Les aventures matrimoniales de la jeune veuve ne s'arrêtèrent pas là, car elle se rappela au bon souvenir d'une autre compagne du pensionnat de Madame Campan: Stéphanie de Beauharnais qui avait épousé le grand-duc de Bade et qui la fit venir aussitôt à Mannheim. Le résultat de ce voyage fut le troisième mariage de la belle, qui, le 23 mai 1814, convola en justes noces avec le comte Charles-Auguste-Emile-Louis de Luxbourg qui, de major au service du roi de Bavière, devint alors intendant grand-ducal du théâtre de la cour badoise. Ce brave homme ne devant décéder que le 1er septembre 1849. Pendant trente-cinq ans de vie conjugale, Eléonore partagea sa vie entre Paris et Mannheim.
Mais, à la fin de 1814, elle eut la mauvaise surprise de voir réapparaître le sieur Revel, qui venait de se rallier bruyamment aux Bourbons restaurés et d'écrire un libelle vengeur dans lequel il accusait Napoléon et Murat d'avoir été les ravisseurs de son épouse. Pendant les Cent-Jours, il retourna sa veste, sollicita un emploi, en rappelant de mirifiques états de service purement imaginaires. Il obtint enfin de la Seconde Restauration un poste de sous-préfet en Eure-et-Loir, où il aurait eu des contacts avec les pires ultras. La trâce paraît alors perdue mais il semble bien qu'il avait tenté de faire casser son divorce, dans l'espoir de récupérer une partie de la fortune non négligeable de son ex-épouse.

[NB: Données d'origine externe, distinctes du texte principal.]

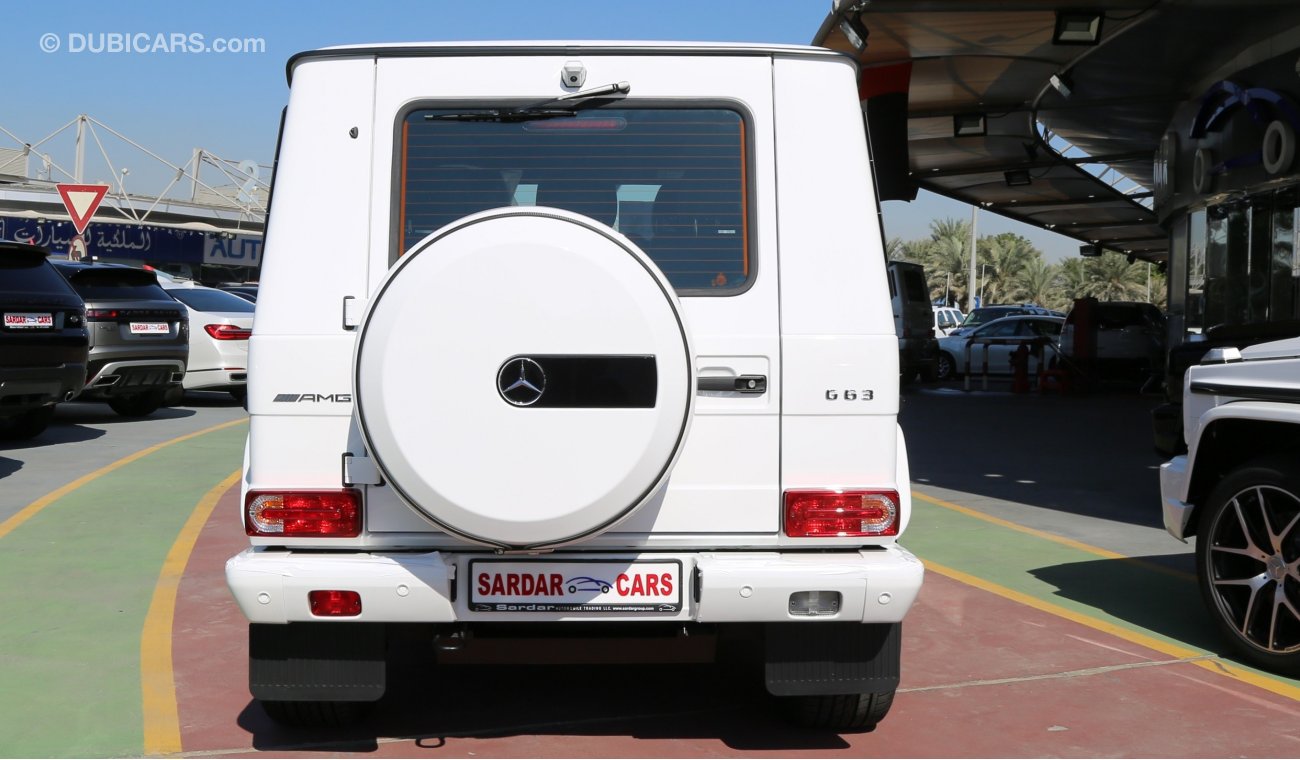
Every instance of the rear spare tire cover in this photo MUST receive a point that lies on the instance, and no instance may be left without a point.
(524, 377)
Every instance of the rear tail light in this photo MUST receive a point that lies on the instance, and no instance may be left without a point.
(228, 331)
(303, 513)
(841, 513)
(334, 603)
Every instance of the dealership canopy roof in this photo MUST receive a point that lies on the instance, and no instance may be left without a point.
(1022, 105)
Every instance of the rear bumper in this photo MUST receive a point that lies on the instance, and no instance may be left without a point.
(125, 377)
(1173, 490)
(875, 586)
(24, 389)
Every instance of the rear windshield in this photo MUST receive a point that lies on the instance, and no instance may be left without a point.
(22, 274)
(672, 179)
(212, 300)
(104, 285)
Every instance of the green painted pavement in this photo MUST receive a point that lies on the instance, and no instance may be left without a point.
(1132, 594)
(76, 583)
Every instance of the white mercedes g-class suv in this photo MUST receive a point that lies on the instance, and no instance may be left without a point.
(573, 339)
(1238, 491)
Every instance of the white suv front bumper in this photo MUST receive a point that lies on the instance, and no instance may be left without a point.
(876, 585)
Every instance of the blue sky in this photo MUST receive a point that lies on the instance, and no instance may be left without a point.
(230, 103)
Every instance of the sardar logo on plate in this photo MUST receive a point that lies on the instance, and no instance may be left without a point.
(521, 382)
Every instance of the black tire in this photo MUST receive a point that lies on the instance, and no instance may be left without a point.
(1248, 543)
(26, 425)
(137, 404)
(947, 367)
(841, 712)
(316, 715)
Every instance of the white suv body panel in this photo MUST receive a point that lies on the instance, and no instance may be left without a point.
(828, 418)
(1239, 390)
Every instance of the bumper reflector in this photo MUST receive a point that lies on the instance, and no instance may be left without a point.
(334, 603)
(815, 603)
(841, 513)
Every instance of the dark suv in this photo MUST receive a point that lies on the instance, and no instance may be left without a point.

Celle-ci perdit ses parents, son père en 1821, sa nièce en 1850 ; elle adopta une petite fille aveugle abandonnée qu'elle soigna jusqu'à sa mort survenue en 1848. Mais ce fut avec son fils qu'elle connut les pires déboires.
L’enfant sans nom, qu’elle aurait voulu appeler Napoléon – mais l’Empereur estima que Léon était bien suffisant –
fut en effet un personnage extravagant. Surnommé Charles Macon, avant de devenir, proprio motu, le comte Charles-Léon, il fut le plus souvent désigné, dans les rapports officiels comme étant le fils de la comtesse de Luxbourg.
Le beau-père de Méneval, le baron Mathieu de Mauvières, en assura la tutelle jusqu'au 25 octobre 1821 et fut remplacé par Méneval lui-même, qui rendit ses comptes le 26 janvier 1826. A vrai dire, le jeune galopin avait déjà fait une fugue, à l'âge de dix-sept ans et dès qu'il fut en possession de sa fortune, il la dilapida allègrement, surtout au jeu. Il eut quelques velléités de servir dans l'armée badoise et, de fait, commanda le bataillon, de la Garde Nationale de Saint-Denis de 1830 à 1832. Il fit de la prison pour dettes en 1838, se battit maintes fois en duel et se montra avec sa bonne mère d'une rare insolence, allant jusqu'à l'assigner en justice, pour lui extorquer de l'argent. Il se rendit même à Londres pour y provoquer son « cousin » Louis-Napoléon.
Devenu Empereur, celui-ci, peu rancunier en l'occurence, lui fit verser une pension annuelle des plus confortables et paya toutes ses dettes, mais refusa de le recevoir et d'entériner son faux-titre de comte, cependant toléré par courtoisie. Il se maria avec une couturière, dont il eut quatre enfants qui eurent une postérité encore représentée mais en voie d'extinction. Il décéda dans la gêne à Pontoise, le 14 avril 1881.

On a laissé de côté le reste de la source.